Yo tenía una pandereta de plástico de esas azules que sonaban a cascajo, de las que lucían una pegatina con un dibujo del portal de Belén y unas chapitas que cada mes de diciembre estaban más mohosas y con menos alambres. La verdad es que no valía un duro, pero en los días punteros de las fiestas navideñas me servía para ponerle al personal la cabeza como un bombo.

Éramos una banda de enanos del colegio Generalísimo Franco de entre ocho y diez años, aunque realmente nosotros queríamos ser una rondalla como la del Chicha, y cantábamos villancicos acompañados con una zambomba hecha con un cacho de sábana, un pito tallado de adelfa, carrizos de las cañas del río La Miel, una lata cochambrosa de aceitunas sevillanas de cinco kilos de la tienda de María y unos trozos de cuerda para tensar el paño que nos daba Rafael El Tapicero.

La zambomba bramaba quejumbrosa cada vez que se secaba y allí aparecía Lalo, con su media lengua, para bautizarla con el agua que llevaba en una botellita y así volver a vibrar con todo el esplendor que la lata podía parir. Pandereta de plástico, zambomba de lata y, para completar la orquesta, la botella de anís vacía que Gaspar martilleaba con una cuchara grande de la cocina de su madre. Lo que venía siendo un trío de músicos que se completaba con los niños de las calles Lugo, Micaela, Madrid, Barcelona y hasta de la avenida La Cañá.

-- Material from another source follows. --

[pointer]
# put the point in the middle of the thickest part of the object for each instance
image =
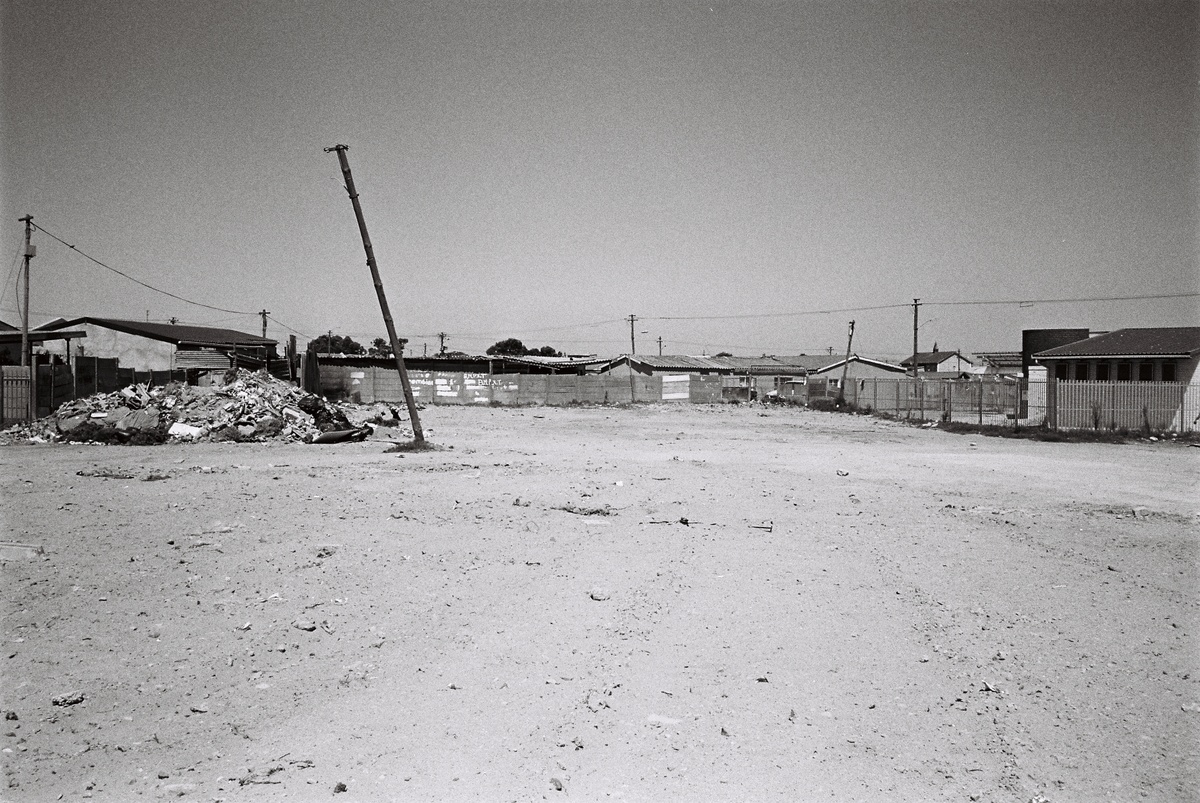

No éramos una rondalla infantil ni éramos nada, pero cantábamos por las calles Los peces en el río, Belén, campanas de Belén, Ya vienen los Reyes Magos, Hacia Belén va una burra, La Marimorena y otros villancicos que no necesitaban de ensayos para que los vecinos los tatareasen a nuestro paso. Creo que éramos muy felices.

Las vecinas, que ya nos conocían y se reían con nuestras cosas, nos daban polvorones de unas cajas grandes de la Estepeña o de La Flor de Rute, de aquellos que traían el calendario de Fray Leopoldo y el cenicero de cristal.

Las fiestas navideñas más felices son las de la infancia, las de cada una de nuestras raíces, las que vivimos con la inocencia de la edad en nuestros barrios, con nuestros padres y hermanos, sin más lujos que el pollo asado y la sopa de picadillo en la Nochebuena.

A saber adonde quedaron la pandereta de plástico con chapitas dobladas, la zambomba de lata de aceitunas y la botella vacía de anís, aquellos instrumentos desafinados y humildes que llenaron nuestra infancia de verdadera luz, de inocencia, de pureza y de millones de risas que por siempre resonarán en nuestras memorias. Lo cierto, es que, en estas tardes de diciembre, cierro los ojos, sonrío y puedo oír mis villancicos de niño.